La préparation est terminée.

Le terrain est vide.
Silencieux.

Pour la première fois depuis des semaines… je respire.

Vendredi soir.

Je ferme la porte du bureau du club.
Lentement.

Je jette un dernier regard au terrain.
Celui qui va décider de tout.

Dans quelques jours, le championnat commence.
Mais là… ce week-end, je coupe.

Ou du moins… j’essaie.

Direction la côte.

Avec elle.

Ma femme.

Celle qui est là depuis le début.
Avant les rêves. Avant les galères. Avant le football.
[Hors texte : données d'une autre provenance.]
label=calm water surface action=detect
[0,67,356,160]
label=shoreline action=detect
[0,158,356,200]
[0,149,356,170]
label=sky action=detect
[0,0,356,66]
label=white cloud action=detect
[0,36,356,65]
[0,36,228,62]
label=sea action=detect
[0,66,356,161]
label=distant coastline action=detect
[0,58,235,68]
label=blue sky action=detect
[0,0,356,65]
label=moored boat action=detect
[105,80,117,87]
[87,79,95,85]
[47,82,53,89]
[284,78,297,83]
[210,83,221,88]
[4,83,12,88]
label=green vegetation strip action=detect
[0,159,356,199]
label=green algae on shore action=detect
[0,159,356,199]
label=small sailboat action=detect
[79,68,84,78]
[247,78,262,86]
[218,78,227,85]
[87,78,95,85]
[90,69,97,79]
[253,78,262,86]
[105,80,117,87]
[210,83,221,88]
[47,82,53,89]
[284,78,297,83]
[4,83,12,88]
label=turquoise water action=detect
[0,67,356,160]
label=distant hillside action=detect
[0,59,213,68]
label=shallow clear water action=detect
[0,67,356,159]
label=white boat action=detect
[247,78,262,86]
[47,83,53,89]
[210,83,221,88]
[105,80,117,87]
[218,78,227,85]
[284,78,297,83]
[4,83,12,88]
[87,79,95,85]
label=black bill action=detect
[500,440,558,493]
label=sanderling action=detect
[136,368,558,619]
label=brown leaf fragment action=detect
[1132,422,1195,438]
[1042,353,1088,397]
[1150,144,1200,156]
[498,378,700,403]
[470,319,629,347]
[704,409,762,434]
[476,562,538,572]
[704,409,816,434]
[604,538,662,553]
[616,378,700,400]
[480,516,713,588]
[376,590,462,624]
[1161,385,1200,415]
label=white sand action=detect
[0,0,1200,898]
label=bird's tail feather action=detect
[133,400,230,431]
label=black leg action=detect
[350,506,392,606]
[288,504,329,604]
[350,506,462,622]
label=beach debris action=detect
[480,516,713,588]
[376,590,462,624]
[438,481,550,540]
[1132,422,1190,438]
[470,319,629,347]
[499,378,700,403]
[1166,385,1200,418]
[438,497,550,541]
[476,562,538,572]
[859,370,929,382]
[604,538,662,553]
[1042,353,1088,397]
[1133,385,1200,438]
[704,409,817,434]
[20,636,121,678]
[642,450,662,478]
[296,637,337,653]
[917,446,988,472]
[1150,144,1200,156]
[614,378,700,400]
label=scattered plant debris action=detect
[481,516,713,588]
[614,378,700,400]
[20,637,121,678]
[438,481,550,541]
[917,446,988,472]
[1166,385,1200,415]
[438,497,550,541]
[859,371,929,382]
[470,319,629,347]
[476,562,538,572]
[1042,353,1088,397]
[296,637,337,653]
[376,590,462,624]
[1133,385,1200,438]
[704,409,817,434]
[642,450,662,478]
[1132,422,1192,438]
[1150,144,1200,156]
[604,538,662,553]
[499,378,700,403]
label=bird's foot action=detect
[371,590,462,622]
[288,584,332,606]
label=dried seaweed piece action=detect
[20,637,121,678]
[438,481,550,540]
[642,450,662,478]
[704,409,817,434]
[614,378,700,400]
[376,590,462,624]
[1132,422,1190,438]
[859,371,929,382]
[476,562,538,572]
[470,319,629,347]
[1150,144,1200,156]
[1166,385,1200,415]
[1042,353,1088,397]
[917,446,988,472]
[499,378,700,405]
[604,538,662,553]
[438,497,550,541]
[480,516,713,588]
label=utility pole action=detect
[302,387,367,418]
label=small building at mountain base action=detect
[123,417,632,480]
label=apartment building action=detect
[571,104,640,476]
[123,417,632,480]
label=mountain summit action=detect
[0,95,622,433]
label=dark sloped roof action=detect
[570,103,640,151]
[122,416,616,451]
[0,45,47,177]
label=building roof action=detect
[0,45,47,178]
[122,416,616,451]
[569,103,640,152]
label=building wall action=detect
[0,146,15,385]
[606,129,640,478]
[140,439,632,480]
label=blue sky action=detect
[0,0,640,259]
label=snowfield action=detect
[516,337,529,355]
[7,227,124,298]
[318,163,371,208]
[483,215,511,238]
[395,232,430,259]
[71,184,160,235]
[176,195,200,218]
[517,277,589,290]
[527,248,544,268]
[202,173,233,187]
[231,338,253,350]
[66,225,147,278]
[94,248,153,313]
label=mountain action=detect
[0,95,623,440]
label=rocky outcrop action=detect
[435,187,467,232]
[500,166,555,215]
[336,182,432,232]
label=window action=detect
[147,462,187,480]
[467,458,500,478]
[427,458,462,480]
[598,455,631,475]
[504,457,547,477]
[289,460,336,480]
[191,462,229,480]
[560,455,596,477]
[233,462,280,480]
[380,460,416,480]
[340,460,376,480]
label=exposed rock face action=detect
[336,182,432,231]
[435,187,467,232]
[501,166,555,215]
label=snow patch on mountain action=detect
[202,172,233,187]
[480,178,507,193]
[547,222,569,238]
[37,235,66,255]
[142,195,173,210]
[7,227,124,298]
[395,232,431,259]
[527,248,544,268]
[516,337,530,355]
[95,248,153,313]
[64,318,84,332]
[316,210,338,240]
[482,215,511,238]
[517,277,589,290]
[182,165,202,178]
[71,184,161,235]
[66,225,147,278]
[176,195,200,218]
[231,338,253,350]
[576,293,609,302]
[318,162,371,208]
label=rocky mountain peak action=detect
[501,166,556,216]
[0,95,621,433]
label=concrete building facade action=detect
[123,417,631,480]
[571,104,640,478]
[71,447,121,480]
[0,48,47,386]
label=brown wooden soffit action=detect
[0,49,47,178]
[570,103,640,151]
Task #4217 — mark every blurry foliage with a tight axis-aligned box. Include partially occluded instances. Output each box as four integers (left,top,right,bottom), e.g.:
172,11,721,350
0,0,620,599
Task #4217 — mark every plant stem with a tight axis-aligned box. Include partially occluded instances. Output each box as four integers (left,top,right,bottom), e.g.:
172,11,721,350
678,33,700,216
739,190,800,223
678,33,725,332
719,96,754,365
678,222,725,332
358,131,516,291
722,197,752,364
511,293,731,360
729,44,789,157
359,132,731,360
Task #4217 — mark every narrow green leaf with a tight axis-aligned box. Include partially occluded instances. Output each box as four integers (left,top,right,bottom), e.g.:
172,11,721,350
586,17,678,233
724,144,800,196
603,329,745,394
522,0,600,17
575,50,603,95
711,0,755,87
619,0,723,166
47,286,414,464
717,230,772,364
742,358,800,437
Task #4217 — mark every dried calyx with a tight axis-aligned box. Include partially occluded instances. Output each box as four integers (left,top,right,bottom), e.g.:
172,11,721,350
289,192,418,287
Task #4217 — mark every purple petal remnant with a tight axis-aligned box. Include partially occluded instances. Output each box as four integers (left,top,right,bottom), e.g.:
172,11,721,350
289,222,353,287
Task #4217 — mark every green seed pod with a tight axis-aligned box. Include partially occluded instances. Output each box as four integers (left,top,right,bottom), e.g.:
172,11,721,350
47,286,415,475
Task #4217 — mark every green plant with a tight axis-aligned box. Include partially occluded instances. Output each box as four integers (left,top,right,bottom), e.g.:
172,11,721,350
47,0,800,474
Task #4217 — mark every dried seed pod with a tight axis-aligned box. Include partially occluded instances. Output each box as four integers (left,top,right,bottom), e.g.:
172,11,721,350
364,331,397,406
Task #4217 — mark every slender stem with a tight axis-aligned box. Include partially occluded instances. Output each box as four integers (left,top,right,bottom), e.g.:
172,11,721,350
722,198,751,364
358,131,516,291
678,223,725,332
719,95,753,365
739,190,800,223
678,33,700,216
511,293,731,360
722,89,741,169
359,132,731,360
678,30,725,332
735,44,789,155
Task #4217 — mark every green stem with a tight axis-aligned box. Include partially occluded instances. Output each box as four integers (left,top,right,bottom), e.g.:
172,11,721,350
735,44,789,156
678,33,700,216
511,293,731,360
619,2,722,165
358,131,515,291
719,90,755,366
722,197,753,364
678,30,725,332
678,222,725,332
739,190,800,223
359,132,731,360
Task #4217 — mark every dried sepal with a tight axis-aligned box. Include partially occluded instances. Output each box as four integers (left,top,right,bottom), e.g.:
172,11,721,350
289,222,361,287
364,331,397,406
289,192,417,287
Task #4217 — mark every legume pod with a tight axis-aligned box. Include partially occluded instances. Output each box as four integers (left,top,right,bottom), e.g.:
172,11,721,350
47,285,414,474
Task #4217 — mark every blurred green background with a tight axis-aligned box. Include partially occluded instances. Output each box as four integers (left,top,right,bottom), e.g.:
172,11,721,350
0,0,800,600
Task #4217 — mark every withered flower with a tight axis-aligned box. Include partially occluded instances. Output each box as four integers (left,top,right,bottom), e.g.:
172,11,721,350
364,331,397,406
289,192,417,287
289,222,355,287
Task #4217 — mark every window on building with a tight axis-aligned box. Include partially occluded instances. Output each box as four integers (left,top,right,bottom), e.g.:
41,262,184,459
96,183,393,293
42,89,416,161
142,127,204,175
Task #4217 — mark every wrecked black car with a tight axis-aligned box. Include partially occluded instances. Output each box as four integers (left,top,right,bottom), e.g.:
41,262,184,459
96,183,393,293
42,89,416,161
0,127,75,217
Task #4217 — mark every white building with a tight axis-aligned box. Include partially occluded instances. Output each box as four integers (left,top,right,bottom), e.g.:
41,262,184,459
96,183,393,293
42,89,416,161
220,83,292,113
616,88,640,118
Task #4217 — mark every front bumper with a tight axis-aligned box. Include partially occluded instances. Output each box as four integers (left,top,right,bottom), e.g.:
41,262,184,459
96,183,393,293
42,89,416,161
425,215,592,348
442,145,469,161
Dans la voiture, le silence est différent.
Apaisant.

Pas de schémas tactiques.
Pas de compositions d’équipe.
Juste nous.

On arrive en fin d’après-midi.

Le bruit des vagues.
Le vent.

Ça change des cris, des consignes, des sifflets.

On marche longtemps.

Sans parler.

Puis elle finit par me regarder.

« Tu y penses encore, hein ? »

Je souris.

Évidemment.

Je lui parle.

Du groupe.
Des doutes.
Des certitudes.
De cette pression que je ressens.

De cette peur aussi… de ne pas être à la hauteur.

Elle écoute.

Comme toujours.

Puis elle me dit simplement :

« T’as déjà gagné quelque chose.
Ils croient en toi.
Et toi… t’as retrouvé pourquoi tu fais tout ça. »

Silence.

Le genre de phrase qui reste.

Le soir, posé face à la mer, je repense à tout.

L’usine.
Les terrains du dimanche.
Les débuts à Noyelles.
Les sacrifices.

Et aujourd’hui…

Un vestiaire.
Des joueurs qui m’écoutent.
Un club qui me fait confiance.

Je ferme les yeux.

Et une image me vient.

Le coup d’envoi.
Le stade.
Les regards.

Le vrai début.

Dimanche soir.

Retour à la réalité.

Mais quelque chose a changé.

Je suis plus calme.

Plus clair.

Plus prêt.

Lundi.

Je pousse la porte du vestiaire.

Les joueurs sont là.

Je les regarde.

Et je sais.

Cette fois… on est prêts.

Prochain post : Les 8 premiers matchs de la saison…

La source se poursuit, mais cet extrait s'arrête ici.